In Europe, the volcanic ash danger travels at high altitudes, but for Iceland’s farmers the problem is very much on the ground.
Farmers across the region where the volcano erupted this month under the Eyjafjallajokull glacier have been scrambling to protect their herds from inhaling or ingesting the ash, which can cause internal bleeding, long-term bone damage and teeth loss.
Near Skogar, south of the volcano, the ash blew down from the mountain, blotting out the sunlight and covering everything — pastures, animals and humans — in a thick, gray paste.
Berglind Hilmarsdottir, a dairy farmer, teamed up with neighbors to round up her cattle, some 120 in all, and get them to shelter.
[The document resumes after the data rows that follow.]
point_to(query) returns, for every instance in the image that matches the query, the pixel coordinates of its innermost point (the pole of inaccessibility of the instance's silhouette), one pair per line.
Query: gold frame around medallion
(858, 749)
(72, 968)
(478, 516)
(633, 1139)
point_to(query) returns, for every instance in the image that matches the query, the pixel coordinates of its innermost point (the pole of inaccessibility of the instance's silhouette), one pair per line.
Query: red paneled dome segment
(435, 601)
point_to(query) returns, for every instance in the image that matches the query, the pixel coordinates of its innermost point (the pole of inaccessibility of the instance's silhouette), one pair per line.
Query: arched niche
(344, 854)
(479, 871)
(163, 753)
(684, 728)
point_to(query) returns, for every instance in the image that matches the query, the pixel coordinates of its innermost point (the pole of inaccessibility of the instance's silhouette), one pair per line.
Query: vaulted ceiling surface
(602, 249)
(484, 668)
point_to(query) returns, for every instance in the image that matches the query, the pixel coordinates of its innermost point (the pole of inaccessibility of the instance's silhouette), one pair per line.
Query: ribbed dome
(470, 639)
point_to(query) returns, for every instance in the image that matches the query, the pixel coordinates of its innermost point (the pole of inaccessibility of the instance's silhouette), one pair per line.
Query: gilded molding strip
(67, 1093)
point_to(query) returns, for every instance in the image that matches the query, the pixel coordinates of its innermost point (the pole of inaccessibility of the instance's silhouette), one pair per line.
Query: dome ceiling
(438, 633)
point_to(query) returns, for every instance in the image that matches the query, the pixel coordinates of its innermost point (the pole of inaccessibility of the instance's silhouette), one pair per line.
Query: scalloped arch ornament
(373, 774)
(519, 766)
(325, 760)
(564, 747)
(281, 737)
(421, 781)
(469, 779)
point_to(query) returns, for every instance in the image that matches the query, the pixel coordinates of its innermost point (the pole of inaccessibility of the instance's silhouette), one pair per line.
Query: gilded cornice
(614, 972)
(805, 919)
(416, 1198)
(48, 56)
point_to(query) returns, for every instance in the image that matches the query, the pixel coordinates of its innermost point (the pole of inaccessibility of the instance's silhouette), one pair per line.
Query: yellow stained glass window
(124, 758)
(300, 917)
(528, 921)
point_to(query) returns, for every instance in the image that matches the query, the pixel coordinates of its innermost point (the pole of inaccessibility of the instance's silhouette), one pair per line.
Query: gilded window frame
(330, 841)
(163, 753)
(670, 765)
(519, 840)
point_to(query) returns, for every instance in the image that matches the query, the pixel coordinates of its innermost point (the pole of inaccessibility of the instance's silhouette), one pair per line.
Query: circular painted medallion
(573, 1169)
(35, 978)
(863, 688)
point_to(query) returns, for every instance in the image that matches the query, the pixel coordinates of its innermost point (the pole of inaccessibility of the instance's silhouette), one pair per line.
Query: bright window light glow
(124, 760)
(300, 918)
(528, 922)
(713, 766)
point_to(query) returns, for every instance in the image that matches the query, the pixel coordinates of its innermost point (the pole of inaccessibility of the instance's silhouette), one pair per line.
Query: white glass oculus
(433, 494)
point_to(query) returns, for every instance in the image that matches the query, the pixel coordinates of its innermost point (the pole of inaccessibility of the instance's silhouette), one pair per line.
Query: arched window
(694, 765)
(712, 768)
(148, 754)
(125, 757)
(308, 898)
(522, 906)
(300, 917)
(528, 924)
In the panic, some of the animals got lost in the fog of ash, and the farmers had to drive around searching for them.
“The risk is of fluoride poisoning if they breathe or eat too much,” Hilmarsdottir said through a white protective mask.
The fluoride in the ash creates acid in the animals’ stomachs, corroding the intestines and causing hemorrhages. It also binds with calcium in the blood stream, and after heavy exposure over a period of days makes bones frail, even causing teeth to crumble.
“The best we can do is put them in the barn, block all the windows and bring them clean food and water as long as the earth is contaminated,” said Hilmarsdottir.
The volcanic ash, which spread over Europe to bring air travel to a near standstill for nearly a week, has not settled in other countries in any great quantities. It gets thinned out and blown to high altitudes by the wind, threatening to knock out jet engines with its abrasiveness, but is not expected to endanger those countries’ human or animal populations.
In Iceland’s rural region near the volcano, the amount of ash is becoming overwhelming. The vast majority of the country’s farming activity is based on herding cattle, horses and sheep, so the stakes are high for the farmers.
On the north side of the volcano, a valley hit by violent floods but so far spared from the ash fall, 33-year-old sheep farmer Anna Runolfsdottir was preparing for the worst — that the wind direction could change and spread the ash over more land, including hers.
It’s lambing season, and she expects between 60 and 100 newborns this spring. But if the ash hits her farm, their survival would be uncertain.
“The animals like the salty taste of it, so even if there’s just a bit they will be in danger,” she said, cradling a lamb while the huge plume of smoke towered in the distance. The problem is not a new one for the farm, which she grew up on and eventually inherited.
In 1947, another volcano erupted further north and the farm was hit. More than 60 years later, some of the ash still scars her back yard, leaving a grass-less patch of black sand.
“In Iceland you live with such things,” she said. “But we didn’t expect a big one like this.”